However, whilst I'm happy with the application, I've had a number of issues with the other components that make up the HomeAssistant OS stack.
A little while ago, an update changed the way that HomeAssistant uses DNS, introducing a container running coredns (more usually found in Kubernetes deployments). Lookups are sent via this container with the effect of forcing name resolution to go via CloudFlare's 1.1.1.1 DNS service, the consequences of which irked me somewhat.
I wasn't alone in feeling this irritation, nor was it particularly unfounded: As well as breaking local name resolution, the deployed coredns config caused packet storms and caused some users hard to troubleshoot issues. It's also arguable whether it was right (or even legally possible) to have a software update effectively sign users up to the terms of Cloudflare's Privacy Policy without their knowledge (even before you get onto considering the implications of Cloudflare being a moral shitheap of a company).
It's not just the coredns issue, I've also had issues where a HAOS component automatically updated (there isn't a supported way to turn these updates off), leaving it incompatible with the remaining components and rendering my home automation setup broken and in need of manual intervention: automation or not, I need my lightswitches to just work.
These things are annoying, but it's not my intention to rag on the HomeAssistant team (who, I later found out, had had to endure some fairly toxic and unacceptable conversations on the DNS topic, behaviour that's sadly not unknown in software communities).
The underlying problem, really, is that HAOS isn't built with people like me in mind and some of the design decisions were made in order to reduce support overhead on the developers:
We make the decisions we do because with Home Assistant OS we are offering a solutions to users that works, for users that want to focus on about home automation, not system administration.
We used to get a ton of issues with people incorrectly configuring their DNS and then Home Assistant stops working. All those issues disappeared when we did this.
If you're interested in doing DNS stuff, probably Home Assistant OS is not for you. Consider using a Supervised or Container installation.
I might not agree with the outcome, but I can totally understand the desire to lower the support burden.
Although I understand their motives, it doesn't make sense for me to continue using a stack that doesn't meet my needs, so a migration away from HomeAssistant OS has been on the books for some time, carefully filed in the "must get around to that" section of my brain.
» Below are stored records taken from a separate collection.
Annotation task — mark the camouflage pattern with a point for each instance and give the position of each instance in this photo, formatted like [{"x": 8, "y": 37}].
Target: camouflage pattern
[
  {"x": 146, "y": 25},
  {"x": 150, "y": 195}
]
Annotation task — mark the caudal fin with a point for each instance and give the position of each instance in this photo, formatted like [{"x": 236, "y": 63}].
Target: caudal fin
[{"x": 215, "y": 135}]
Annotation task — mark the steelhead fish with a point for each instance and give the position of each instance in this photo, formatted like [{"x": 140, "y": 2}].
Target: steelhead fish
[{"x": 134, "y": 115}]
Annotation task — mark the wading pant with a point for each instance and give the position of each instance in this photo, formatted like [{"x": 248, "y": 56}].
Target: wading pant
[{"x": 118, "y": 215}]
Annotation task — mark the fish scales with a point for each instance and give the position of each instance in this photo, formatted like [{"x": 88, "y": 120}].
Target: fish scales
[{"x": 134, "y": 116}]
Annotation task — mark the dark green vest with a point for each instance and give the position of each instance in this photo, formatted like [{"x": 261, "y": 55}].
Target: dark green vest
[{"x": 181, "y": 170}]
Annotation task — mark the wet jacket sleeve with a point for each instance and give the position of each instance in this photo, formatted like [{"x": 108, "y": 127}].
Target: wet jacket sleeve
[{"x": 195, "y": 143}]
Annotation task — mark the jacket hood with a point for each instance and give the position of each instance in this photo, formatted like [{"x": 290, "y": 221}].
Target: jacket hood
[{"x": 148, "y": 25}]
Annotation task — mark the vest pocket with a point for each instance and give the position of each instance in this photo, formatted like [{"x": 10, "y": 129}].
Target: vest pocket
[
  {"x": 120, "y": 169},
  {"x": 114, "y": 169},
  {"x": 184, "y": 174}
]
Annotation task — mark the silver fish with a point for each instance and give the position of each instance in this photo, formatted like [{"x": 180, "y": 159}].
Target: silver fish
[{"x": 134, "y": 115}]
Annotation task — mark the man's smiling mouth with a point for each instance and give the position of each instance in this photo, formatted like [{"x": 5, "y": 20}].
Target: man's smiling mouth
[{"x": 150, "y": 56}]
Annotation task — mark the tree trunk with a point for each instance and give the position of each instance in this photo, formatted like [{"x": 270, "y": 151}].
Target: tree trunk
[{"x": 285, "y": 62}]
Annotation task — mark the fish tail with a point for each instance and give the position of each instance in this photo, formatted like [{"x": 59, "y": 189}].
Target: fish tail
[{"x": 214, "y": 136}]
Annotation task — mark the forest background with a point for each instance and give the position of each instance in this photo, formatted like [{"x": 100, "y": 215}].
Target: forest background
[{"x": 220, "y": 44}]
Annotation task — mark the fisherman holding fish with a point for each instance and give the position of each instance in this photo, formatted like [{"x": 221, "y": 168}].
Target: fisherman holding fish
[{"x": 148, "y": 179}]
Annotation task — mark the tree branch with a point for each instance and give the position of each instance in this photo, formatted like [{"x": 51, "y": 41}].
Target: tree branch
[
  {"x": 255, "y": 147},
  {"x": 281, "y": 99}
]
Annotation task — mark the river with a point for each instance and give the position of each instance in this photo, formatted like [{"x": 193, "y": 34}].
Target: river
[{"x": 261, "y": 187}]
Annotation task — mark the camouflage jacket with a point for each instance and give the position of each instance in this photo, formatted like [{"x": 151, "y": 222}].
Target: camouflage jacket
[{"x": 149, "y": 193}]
Recently, I was prompted to find time for it: HomeAssistant disclosed an authentication bypass vulnerability in Supervisor's API, given the level of control and access that Supervisor has it's a pretty serious hole.
The vulnerability is unfortunate, but these things happen in complex software. It did, however, bring my attention back to the fact that I was relying on a stack that I didn't particularly like and that I was only really still exposed to this vulnerability because I hadn't got around to doing the migration yet.
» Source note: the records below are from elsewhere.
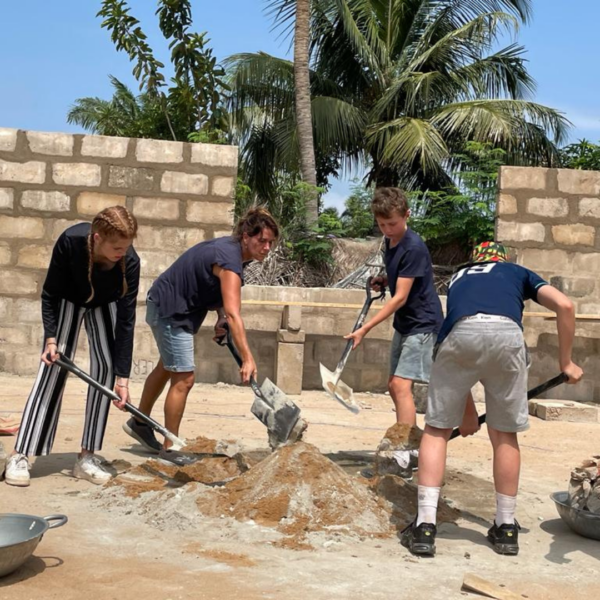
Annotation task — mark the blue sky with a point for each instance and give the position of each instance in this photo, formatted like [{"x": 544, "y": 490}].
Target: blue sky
[{"x": 53, "y": 51}]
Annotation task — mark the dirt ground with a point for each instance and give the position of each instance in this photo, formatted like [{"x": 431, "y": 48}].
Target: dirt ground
[{"x": 124, "y": 548}]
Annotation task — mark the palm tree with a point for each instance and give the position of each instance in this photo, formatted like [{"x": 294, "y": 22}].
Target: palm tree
[{"x": 398, "y": 85}]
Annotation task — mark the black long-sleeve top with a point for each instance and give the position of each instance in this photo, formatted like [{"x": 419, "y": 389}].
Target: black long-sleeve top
[{"x": 67, "y": 279}]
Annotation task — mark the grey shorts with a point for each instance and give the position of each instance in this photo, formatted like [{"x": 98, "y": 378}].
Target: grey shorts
[
  {"x": 411, "y": 356},
  {"x": 491, "y": 352}
]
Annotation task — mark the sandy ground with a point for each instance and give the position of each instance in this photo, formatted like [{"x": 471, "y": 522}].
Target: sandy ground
[{"x": 110, "y": 549}]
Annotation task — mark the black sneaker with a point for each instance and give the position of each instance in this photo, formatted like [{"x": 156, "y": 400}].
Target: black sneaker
[
  {"x": 505, "y": 538},
  {"x": 419, "y": 540},
  {"x": 144, "y": 434}
]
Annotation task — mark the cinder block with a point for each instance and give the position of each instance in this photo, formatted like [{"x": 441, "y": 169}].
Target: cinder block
[
  {"x": 29, "y": 172},
  {"x": 80, "y": 174},
  {"x": 49, "y": 201},
  {"x": 57, "y": 144}
]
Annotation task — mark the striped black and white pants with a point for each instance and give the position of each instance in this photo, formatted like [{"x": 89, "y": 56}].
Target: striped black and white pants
[{"x": 40, "y": 418}]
So, I upgraded (to fix the vulnerability) and set about exploring the migration options.
Planning the Migration
My HAOS install was running on a dedicated Raspberry Pi 4, which meant I had a handful of options:
- Switch the SD card and set up on the same Pi, potentially meaning downtime (if I got stuck)
- Set the container up elsewhere, then move to the Pi
- Set the container up elsewhere and move my USB Zigbee dongle (a Texas Instruments TI CC2531 based thing) over
I was unsure how straightforward the migration was going to be, so discarded option 1. As the initial steps would be the same, I decided I'd choose between the remaining options once I'd done the initial setup and had an idea of the work involved.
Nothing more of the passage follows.